Demonstration for C99:
#include <stdio.h>
void foo(int n, int k, int (*arr)[n][k])
{
int i, j;
for (i = 0; i < n; i++) {
for (j = 0; j < k; j++) {
printf("%3d ", (*arr)[i][j]);
}
printf("\n");
}
}
int main(int argc, char *argv[])
{
int a = strtol(argv[1], NULL, 10);
int b = strtol(argv[2], NULL, 10);
int arr[a][b];
int i, j;
for (i = 0; i < a; i++) {
for (j = 0; j < b; j++) {
arr[i][j] = i * j;
}
}
foo(a, b, &arr);
return 0;
}
Demonstration for C++03:
#include <iostream>
#include <vector>
#include <cstdlib>
#include <ctime>
void foo(std::vector < std::vector < int > > &vec)
{
for (std::vector < std::vector < int > >::iterator i = vec.begin(); i != vec.end(); i++) {
for (std::vector<int>::iterator j = i->begin(); j != i->end(); j++) {
std::cout << *j << " ";
}
std::cout << std::endl;
}
}
int main(int argc, char *argv[])
{
int i = strtol(argv[1], NULL, 10);
int j = strtol(argv[2], NULL, 10);
srand(time(NULL));
std::vector < std::vector < int > > vec;
vec.resize(i);
for (std::vector < std::vector < int > >::iterator it = vec.begin(); it != vec.end(); it++) {
it->resize(j);
for (std::vector<int>::iterator jt = it->begin(); jt != it->end(); jt++) {
*jt = random() % 10;
}
}
foo(vec);
return 0;
}
H2CO3's solution will work for C99 or a C2011 compiler that supports VLAs. For C89 or a C2011 compiler that doesn't support VLAs, or (God forbid) a K&R C compiler, you'd have to do something else.
Assuming you're passing a contiguously allocated array, you can pass a pointer to the first element (&a[0][0]) along with the dimension sizes, and then treat it as a 1-D array, mapping indices like so:
void foo( int *a, size_t rows, size_t cols )
{
size_t i, j;
for (i = 0; i < rows; i++)
{
for (j = 0; j < cols; j++)
{
a[i * rows + j] = some_value();
}
}
}
int main( void )
{
int arr[10][20];
foo( &arr[0][0], 10, 20 );
...
return 0;
}
This will work for arrays allocated on the stack:
T a[M][N];
and for dynamically allocated arrays of the form:
T (*ap)[N] = malloc( M * sizeof *ap );
since both will have contiguously allocated rows.

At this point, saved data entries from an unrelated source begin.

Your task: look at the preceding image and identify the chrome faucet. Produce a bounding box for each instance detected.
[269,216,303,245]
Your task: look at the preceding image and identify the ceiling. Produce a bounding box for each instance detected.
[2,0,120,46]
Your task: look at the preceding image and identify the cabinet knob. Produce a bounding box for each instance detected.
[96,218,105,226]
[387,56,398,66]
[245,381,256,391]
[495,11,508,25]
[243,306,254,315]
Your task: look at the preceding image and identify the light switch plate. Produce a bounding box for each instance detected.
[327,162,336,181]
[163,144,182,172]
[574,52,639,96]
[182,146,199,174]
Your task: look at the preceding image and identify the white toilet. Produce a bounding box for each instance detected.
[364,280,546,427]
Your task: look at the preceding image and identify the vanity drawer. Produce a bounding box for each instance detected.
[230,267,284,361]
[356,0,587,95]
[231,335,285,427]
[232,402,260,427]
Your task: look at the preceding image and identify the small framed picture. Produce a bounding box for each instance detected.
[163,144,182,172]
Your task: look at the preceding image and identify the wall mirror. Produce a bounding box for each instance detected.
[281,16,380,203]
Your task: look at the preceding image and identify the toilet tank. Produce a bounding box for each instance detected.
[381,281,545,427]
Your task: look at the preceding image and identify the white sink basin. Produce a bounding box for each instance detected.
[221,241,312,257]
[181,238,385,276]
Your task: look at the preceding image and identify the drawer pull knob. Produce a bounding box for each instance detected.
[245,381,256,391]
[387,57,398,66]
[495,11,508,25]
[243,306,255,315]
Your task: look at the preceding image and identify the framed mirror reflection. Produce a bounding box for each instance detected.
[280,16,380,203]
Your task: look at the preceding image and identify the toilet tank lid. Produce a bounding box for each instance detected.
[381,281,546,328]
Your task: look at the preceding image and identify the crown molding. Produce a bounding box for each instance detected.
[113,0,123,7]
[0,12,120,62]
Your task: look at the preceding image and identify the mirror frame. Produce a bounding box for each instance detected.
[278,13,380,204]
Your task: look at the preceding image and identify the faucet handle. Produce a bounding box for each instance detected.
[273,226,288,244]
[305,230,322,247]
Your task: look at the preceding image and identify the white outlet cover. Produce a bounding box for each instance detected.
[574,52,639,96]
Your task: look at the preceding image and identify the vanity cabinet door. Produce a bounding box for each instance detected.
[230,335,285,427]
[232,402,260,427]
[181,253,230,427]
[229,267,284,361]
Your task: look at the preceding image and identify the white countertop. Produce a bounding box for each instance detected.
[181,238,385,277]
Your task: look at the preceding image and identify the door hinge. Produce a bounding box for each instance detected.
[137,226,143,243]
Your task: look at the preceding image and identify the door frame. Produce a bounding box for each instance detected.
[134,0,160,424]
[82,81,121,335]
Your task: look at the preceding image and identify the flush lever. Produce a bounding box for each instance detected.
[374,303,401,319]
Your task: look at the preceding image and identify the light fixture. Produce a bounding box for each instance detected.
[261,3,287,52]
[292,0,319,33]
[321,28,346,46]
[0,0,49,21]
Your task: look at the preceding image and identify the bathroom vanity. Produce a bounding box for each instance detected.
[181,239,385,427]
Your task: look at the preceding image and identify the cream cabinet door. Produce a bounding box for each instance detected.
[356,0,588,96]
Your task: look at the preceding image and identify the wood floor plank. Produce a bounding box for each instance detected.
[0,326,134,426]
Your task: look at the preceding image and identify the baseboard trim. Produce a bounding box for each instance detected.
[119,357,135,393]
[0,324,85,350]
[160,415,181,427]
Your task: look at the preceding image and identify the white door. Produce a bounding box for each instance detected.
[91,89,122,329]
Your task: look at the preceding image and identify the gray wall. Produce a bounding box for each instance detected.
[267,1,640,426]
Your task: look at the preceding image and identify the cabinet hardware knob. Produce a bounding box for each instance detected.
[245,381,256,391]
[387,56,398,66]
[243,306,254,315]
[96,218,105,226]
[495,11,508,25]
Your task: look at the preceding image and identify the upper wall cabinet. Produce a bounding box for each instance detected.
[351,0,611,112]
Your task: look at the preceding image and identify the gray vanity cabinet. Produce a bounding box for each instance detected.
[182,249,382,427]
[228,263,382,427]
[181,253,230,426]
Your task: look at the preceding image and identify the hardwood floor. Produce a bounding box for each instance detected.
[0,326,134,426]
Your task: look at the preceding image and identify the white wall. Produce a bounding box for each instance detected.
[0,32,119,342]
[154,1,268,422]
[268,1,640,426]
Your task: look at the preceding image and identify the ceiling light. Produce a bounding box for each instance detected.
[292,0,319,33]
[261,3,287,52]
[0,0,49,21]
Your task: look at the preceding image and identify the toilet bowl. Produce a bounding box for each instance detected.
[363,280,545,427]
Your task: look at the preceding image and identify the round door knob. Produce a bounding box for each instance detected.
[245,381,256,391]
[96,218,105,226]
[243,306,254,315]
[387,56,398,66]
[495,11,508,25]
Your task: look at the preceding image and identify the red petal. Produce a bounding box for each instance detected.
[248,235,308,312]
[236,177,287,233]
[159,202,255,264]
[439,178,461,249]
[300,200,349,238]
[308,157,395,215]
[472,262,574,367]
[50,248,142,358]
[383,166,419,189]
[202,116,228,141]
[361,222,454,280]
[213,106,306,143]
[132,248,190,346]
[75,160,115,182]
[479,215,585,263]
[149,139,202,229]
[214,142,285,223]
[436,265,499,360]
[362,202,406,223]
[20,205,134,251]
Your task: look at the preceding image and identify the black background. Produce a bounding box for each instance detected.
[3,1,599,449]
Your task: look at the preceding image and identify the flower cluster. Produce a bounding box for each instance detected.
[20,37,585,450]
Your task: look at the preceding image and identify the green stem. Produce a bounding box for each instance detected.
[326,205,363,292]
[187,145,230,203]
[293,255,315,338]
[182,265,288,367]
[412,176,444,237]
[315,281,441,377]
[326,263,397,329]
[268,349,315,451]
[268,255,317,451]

This will not work (or at least, not be guaranteed to work) for dynamically allocated arrays of the form:
T **ap = malloc( M * sizeof *ap );
if (ap)
{
size_t i;
for (i = 0; i < M; i++)
{
ap[i] = malloc( N * sizeof *ap[i] );
}
}
since it's not guaranteed that all the rows will be allocated contiguously to each other.
This is a sort of comment to the good answer of #John Bode
This will not work (or at least, not be guaranteed to work) for
dynamically allocated arrays of the form:
But this variant will:
T **ap = malloc( M * sizeof *ap );
if (ap) return NULL; ---> some error atention
if (ap)
{
ap[0] = malloc( M * N * sizeof *ap[i] );
if (ap[0]) { free(ap); return NULL;} ---> some error atention
size_t i;
for (i = 1; i < M; i++)
{
ap[i] = ap[0] + i * N;
}
}
After use :
free(ap[0]);
free(ap);
for T being int you call foo exactly als for the array int ap[M][N];
foo( &ap[0][0], M, N);
since you guaranteed that all the rows are allocated contiguously to each other.
This allocation is a litter more efficient.
John Bode's explanation is very good, but there is a little mistake:
it should be
i * cols + j
instead of
i * rows + j
If you really want references, then it's only in C++.
En example of a two-dimensional int array passed by reference
void function_taking_an_array(int**& multi_dim_array);
But the reference doesn't have any advantage, so simply use :
void function_taking_an_array(int** multi_dim_array);
I would advice you to use a container to hold your array.